A quanto pare, viviamo in armonia con una enorme quantità di microbi che sono per noi di grande beneficio in quanto ci forniscono importanti input per lo sviluppo immunologico e metabolico dell’organismo (per citarne solo i più importanti).
Tuttavia ancora non siamo in grado di dire se tutti i microbi intestinali siano uguali in questo compito o se questo richieda il lavoro di squadra da parte di quali comunità/consorzi microbici. E questo ci porta anche a chiederci come si possa definire un microbioma intestinale “sano”. Tutte domande che ancora, dopo tanti anni di ricerca, rimangono senza risposta.
O meglio, per quanto ovvia possa sembrare la risposta, ancora questa non è stata trovata (o accettata per consenso generale). Molti studi hanno dimostrato che il microbioma intestinale può essere influenzato da cambiamenti nella dieta, nello stile di vita, negli antibiotici e nell’ambiente che sono comunemente associati alle società industrializzate.

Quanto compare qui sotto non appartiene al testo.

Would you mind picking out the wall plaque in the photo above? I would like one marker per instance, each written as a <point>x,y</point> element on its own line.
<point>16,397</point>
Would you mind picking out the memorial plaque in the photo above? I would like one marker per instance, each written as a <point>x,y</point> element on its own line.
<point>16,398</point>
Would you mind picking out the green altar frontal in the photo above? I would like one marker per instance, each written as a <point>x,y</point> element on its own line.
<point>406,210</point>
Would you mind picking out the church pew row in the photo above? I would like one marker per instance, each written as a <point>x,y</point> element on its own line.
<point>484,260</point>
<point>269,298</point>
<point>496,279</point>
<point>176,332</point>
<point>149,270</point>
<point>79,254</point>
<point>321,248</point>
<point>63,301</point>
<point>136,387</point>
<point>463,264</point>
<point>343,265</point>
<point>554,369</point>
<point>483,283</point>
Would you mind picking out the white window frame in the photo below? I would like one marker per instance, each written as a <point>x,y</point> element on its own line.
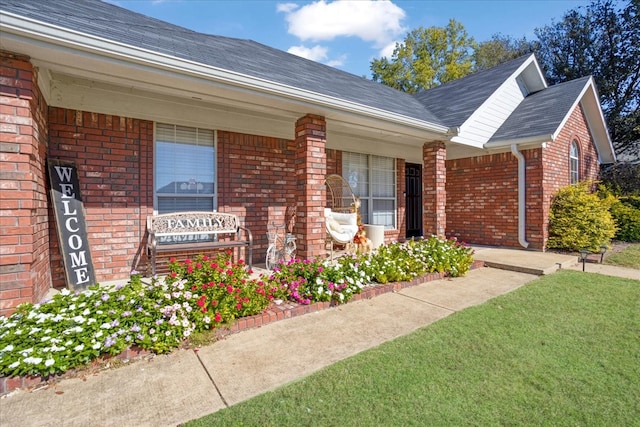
<point>367,200</point>
<point>213,197</point>
<point>574,162</point>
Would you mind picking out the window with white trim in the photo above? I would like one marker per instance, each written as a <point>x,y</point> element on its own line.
<point>373,180</point>
<point>184,169</point>
<point>574,163</point>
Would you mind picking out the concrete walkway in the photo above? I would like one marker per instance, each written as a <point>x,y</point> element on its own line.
<point>185,385</point>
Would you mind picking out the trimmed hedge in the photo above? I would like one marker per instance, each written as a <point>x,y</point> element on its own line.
<point>579,219</point>
<point>627,219</point>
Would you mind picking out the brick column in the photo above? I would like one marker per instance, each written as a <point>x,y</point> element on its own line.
<point>24,241</point>
<point>434,195</point>
<point>311,169</point>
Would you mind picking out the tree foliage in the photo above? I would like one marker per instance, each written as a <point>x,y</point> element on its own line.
<point>603,41</point>
<point>499,49</point>
<point>426,58</point>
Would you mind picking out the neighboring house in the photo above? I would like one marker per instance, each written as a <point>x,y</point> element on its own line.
<point>158,118</point>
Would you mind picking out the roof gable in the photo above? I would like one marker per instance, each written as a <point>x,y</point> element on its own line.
<point>542,115</point>
<point>456,101</point>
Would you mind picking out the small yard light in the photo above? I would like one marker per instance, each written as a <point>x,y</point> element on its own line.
<point>583,257</point>
<point>603,249</point>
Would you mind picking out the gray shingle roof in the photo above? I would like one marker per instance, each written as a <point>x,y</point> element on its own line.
<point>454,102</point>
<point>247,57</point>
<point>542,112</point>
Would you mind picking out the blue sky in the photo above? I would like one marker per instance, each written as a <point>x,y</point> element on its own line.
<point>349,34</point>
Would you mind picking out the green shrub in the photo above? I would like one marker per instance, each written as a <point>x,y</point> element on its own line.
<point>627,219</point>
<point>579,219</point>
<point>633,201</point>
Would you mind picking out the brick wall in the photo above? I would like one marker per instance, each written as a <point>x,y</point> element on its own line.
<point>113,156</point>
<point>257,182</point>
<point>482,192</point>
<point>311,169</point>
<point>482,199</point>
<point>555,159</point>
<point>24,239</point>
<point>434,189</point>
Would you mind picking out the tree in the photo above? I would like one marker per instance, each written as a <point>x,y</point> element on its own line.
<point>426,58</point>
<point>602,41</point>
<point>499,49</point>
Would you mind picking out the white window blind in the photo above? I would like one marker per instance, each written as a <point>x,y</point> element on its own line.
<point>373,179</point>
<point>185,172</point>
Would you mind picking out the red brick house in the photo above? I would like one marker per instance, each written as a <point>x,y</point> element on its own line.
<point>158,118</point>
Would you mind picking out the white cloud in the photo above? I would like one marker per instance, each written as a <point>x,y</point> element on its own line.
<point>286,7</point>
<point>378,22</point>
<point>387,51</point>
<point>317,53</point>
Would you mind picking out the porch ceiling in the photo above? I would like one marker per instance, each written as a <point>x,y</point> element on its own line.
<point>109,79</point>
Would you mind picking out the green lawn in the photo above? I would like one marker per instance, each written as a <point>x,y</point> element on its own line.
<point>563,350</point>
<point>630,257</point>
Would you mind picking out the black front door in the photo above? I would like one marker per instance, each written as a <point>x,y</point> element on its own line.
<point>413,180</point>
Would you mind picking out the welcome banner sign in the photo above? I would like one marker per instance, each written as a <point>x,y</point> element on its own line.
<point>71,225</point>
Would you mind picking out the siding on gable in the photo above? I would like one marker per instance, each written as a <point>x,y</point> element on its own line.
<point>482,124</point>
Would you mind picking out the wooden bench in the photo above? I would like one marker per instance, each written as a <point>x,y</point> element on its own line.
<point>184,231</point>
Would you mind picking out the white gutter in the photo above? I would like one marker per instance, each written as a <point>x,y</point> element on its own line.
<point>522,188</point>
<point>537,140</point>
<point>36,30</point>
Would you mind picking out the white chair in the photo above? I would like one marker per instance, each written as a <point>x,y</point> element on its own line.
<point>341,227</point>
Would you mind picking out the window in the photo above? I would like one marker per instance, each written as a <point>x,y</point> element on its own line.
<point>185,169</point>
<point>574,162</point>
<point>373,179</point>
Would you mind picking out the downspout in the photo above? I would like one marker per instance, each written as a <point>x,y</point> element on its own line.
<point>522,188</point>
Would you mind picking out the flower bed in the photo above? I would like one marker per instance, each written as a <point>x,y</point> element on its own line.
<point>73,329</point>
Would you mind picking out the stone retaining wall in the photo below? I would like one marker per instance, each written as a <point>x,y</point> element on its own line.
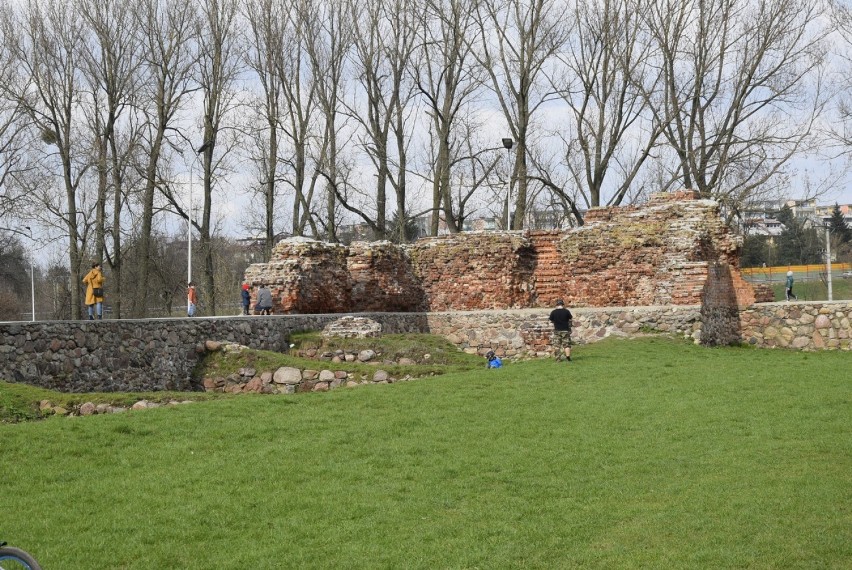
<point>800,325</point>
<point>160,354</point>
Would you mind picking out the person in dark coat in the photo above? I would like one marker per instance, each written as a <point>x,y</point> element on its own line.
<point>562,320</point>
<point>246,296</point>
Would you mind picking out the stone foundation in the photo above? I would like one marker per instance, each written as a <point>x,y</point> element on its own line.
<point>160,354</point>
<point>799,325</point>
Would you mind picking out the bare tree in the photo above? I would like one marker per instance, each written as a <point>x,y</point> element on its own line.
<point>448,77</point>
<point>742,89</point>
<point>605,80</point>
<point>112,56</point>
<point>518,39</point>
<point>267,22</point>
<point>218,69</point>
<point>328,41</point>
<point>384,44</point>
<point>168,30</point>
<point>44,38</point>
<point>15,135</point>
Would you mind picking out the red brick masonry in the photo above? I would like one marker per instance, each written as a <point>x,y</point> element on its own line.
<point>674,250</point>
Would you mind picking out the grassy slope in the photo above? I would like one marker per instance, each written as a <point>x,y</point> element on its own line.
<point>640,454</point>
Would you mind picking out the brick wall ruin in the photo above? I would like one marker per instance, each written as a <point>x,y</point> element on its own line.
<point>675,250</point>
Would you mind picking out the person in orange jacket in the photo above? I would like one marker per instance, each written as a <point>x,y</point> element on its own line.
<point>94,281</point>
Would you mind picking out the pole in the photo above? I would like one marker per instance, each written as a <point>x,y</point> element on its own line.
<point>32,272</point>
<point>189,227</point>
<point>828,260</point>
<point>508,201</point>
<point>507,144</point>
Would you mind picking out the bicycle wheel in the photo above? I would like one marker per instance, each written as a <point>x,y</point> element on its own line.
<point>16,559</point>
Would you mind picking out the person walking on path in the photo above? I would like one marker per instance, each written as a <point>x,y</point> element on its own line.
<point>493,361</point>
<point>562,320</point>
<point>191,299</point>
<point>94,281</point>
<point>246,296</point>
<point>788,286</point>
<point>264,301</point>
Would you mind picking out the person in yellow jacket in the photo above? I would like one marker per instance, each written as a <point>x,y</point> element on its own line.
<point>94,281</point>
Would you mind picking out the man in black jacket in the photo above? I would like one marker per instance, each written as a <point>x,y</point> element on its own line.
<point>562,321</point>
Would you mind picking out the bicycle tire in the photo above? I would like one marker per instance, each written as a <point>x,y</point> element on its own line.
<point>12,558</point>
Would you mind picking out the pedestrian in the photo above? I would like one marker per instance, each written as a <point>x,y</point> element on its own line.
<point>191,299</point>
<point>788,287</point>
<point>94,281</point>
<point>493,360</point>
<point>263,306</point>
<point>246,295</point>
<point>562,320</point>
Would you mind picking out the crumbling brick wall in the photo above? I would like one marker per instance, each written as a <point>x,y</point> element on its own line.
<point>657,254</point>
<point>670,251</point>
<point>477,270</point>
<point>305,276</point>
<point>382,279</point>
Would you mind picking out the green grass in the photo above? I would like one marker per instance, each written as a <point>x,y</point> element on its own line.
<point>640,454</point>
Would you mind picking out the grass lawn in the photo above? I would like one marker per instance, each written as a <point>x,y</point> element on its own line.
<point>639,454</point>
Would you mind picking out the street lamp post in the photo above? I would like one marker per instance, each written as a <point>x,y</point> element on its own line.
<point>828,259</point>
<point>507,144</point>
<point>32,271</point>
<point>198,152</point>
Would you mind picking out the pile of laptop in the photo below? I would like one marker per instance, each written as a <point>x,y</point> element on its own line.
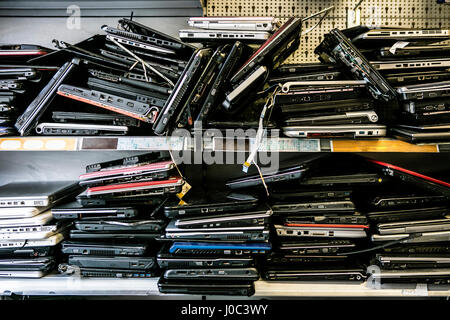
<point>316,100</point>
<point>18,81</point>
<point>417,64</point>
<point>212,245</point>
<point>29,236</point>
<point>113,84</point>
<point>410,226</point>
<point>115,219</point>
<point>407,66</point>
<point>226,74</point>
<point>316,224</point>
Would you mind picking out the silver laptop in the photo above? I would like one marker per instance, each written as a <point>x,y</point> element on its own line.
<point>38,220</point>
<point>414,226</point>
<point>51,128</point>
<point>22,274</point>
<point>314,206</point>
<point>321,232</point>
<point>21,212</point>
<point>437,236</point>
<point>404,35</point>
<point>413,275</point>
<point>425,91</point>
<point>234,23</point>
<point>418,136</point>
<point>302,85</point>
<point>336,131</point>
<point>338,118</point>
<point>411,64</point>
<point>193,35</point>
<point>388,259</point>
<point>19,244</point>
<point>32,232</point>
<point>36,193</point>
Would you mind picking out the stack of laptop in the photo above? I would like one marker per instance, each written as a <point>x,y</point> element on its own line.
<point>411,228</point>
<point>315,221</point>
<point>212,245</point>
<point>115,219</point>
<point>313,106</point>
<point>226,72</point>
<point>229,29</point>
<point>18,81</point>
<point>122,80</point>
<point>28,233</point>
<point>416,62</point>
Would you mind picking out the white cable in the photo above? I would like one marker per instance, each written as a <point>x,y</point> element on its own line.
<point>144,63</point>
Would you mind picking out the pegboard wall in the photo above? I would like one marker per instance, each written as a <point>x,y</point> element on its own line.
<point>393,13</point>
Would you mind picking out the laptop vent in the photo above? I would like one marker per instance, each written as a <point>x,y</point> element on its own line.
<point>99,274</point>
<point>101,252</point>
<point>237,237</point>
<point>200,252</point>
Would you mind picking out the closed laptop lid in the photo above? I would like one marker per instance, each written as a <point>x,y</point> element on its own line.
<point>36,189</point>
<point>20,212</point>
<point>40,219</point>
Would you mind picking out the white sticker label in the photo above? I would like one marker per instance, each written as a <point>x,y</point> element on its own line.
<point>398,45</point>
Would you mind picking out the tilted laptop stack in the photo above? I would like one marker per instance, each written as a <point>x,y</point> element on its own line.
<point>317,224</point>
<point>115,221</point>
<point>212,245</point>
<point>29,236</point>
<point>112,84</point>
<point>411,229</point>
<point>19,81</point>
<point>417,64</point>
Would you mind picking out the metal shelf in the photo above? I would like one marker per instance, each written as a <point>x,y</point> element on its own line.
<point>58,285</point>
<point>152,143</point>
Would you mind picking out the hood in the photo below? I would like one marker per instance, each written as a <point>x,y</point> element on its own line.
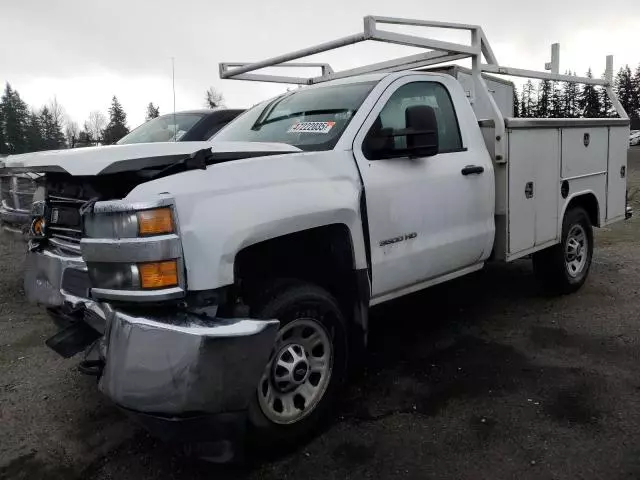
<point>120,158</point>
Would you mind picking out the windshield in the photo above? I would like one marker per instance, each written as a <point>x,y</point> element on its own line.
<point>167,128</point>
<point>310,119</point>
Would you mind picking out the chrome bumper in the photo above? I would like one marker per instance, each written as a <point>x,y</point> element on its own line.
<point>15,221</point>
<point>169,364</point>
<point>180,363</point>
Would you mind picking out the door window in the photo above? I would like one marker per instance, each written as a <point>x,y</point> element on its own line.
<point>431,94</point>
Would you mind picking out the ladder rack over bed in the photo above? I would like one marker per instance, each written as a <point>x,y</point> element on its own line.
<point>437,52</point>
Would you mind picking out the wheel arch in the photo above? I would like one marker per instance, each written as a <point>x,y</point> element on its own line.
<point>588,201</point>
<point>324,255</point>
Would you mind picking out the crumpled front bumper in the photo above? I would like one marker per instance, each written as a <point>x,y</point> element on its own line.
<point>180,363</point>
<point>165,366</point>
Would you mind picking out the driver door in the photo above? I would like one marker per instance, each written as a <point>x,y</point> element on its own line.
<point>428,216</point>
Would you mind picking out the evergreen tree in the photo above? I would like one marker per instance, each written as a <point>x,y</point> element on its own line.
<point>589,100</point>
<point>544,99</point>
<point>528,105</point>
<point>627,92</point>
<point>636,84</point>
<point>556,108</point>
<point>516,102</point>
<point>117,126</point>
<point>570,99</point>
<point>71,132</point>
<point>35,140</point>
<point>52,135</point>
<point>15,115</point>
<point>3,146</point>
<point>213,99</point>
<point>152,111</point>
<point>605,101</point>
<point>84,138</point>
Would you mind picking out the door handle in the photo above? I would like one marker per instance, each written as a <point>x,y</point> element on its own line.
<point>472,170</point>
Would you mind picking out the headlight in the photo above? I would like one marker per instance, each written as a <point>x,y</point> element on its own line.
<point>157,221</point>
<point>114,276</point>
<point>134,276</point>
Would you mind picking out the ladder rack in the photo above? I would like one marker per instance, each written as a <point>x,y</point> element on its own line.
<point>437,52</point>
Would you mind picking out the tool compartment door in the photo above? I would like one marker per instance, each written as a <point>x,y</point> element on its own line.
<point>534,167</point>
<point>617,173</point>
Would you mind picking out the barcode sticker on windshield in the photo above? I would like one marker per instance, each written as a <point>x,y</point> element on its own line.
<point>311,127</point>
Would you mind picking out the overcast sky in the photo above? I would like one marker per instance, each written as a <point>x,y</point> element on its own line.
<point>84,52</point>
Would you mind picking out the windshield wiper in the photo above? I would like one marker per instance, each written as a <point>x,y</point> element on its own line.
<point>328,111</point>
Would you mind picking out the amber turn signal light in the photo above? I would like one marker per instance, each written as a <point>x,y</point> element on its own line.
<point>155,222</point>
<point>158,274</point>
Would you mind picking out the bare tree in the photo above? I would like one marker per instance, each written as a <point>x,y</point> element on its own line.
<point>71,131</point>
<point>95,125</point>
<point>213,99</point>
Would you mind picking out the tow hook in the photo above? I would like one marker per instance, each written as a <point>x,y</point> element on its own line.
<point>93,368</point>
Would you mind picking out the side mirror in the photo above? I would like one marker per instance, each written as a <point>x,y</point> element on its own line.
<point>421,135</point>
<point>422,131</point>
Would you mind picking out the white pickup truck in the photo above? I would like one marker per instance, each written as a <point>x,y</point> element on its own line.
<point>224,286</point>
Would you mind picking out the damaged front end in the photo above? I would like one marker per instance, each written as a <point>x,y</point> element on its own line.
<point>112,273</point>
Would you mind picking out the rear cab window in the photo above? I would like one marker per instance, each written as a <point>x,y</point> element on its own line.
<point>310,119</point>
<point>432,94</point>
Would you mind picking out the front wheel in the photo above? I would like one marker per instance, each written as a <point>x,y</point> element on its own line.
<point>564,268</point>
<point>306,369</point>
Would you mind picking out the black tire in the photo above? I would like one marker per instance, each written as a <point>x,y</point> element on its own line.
<point>551,266</point>
<point>288,300</point>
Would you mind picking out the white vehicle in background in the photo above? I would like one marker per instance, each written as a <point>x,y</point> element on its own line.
<point>223,289</point>
<point>16,190</point>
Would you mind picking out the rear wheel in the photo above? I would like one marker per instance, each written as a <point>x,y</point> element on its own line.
<point>564,268</point>
<point>307,366</point>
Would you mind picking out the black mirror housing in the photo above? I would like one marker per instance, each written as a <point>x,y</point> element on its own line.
<point>423,141</point>
<point>421,133</point>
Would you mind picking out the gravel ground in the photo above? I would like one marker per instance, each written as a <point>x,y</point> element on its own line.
<point>479,378</point>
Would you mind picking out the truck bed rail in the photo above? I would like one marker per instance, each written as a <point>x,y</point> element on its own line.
<point>437,52</point>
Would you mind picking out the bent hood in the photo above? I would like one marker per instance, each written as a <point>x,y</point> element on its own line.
<point>121,158</point>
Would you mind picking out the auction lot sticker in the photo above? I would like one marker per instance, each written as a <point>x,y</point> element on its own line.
<point>311,127</point>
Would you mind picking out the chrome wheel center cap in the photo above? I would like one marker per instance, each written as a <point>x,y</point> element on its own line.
<point>290,368</point>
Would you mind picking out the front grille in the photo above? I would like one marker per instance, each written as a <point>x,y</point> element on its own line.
<point>64,222</point>
<point>76,282</point>
<point>17,192</point>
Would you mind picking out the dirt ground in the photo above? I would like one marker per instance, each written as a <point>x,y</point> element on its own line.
<point>479,378</point>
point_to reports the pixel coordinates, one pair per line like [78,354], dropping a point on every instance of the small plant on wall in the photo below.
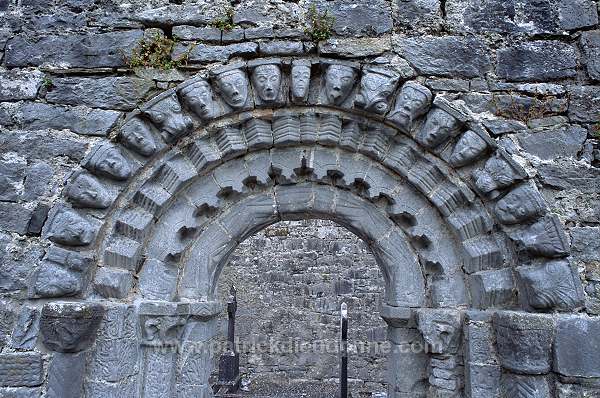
[319,24]
[155,52]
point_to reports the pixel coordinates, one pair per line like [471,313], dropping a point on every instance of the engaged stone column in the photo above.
[407,361]
[161,325]
[196,356]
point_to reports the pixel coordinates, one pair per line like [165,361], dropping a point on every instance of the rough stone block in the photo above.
[449,56]
[524,341]
[537,61]
[576,347]
[122,93]
[549,145]
[491,289]
[21,370]
[98,50]
[113,282]
[79,119]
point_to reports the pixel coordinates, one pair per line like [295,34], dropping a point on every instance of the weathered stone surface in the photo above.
[101,50]
[19,84]
[503,16]
[356,47]
[548,145]
[577,14]
[584,105]
[65,375]
[122,93]
[21,370]
[576,347]
[537,61]
[79,119]
[524,341]
[70,327]
[359,19]
[113,282]
[448,56]
[202,53]
[590,44]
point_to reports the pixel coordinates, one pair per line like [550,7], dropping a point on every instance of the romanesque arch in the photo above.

Tuttavia, questi eventi e fattori possono portare a un’inclinazione – o squilibrio – del microbioma intestinale che porta a discrepanze nelle interazioni ospite-microbo e aumento del rischio di malattie, in particolare quelle che si verificano con frequenza allarmante nell’era moderna come il cancro, le malattie metaboliche, disordini immunitari complessi, invecchiamento e fragilità.
In tal caso, come possiamo sfruttare le conoscenze acquisite dagli studi sul microbioma intestinale per sviluppare nuovi approcci terapeutici, non solo per prevenire e curare le malattie, ma per mantenere la salute e la qualità della vita? Fino a quando non saremo in grado di dare risposte concrete a questa semplice domanda, tutta la ricerca fin qui svolta sul microbioma è destinata a rimanere una promessa mancata.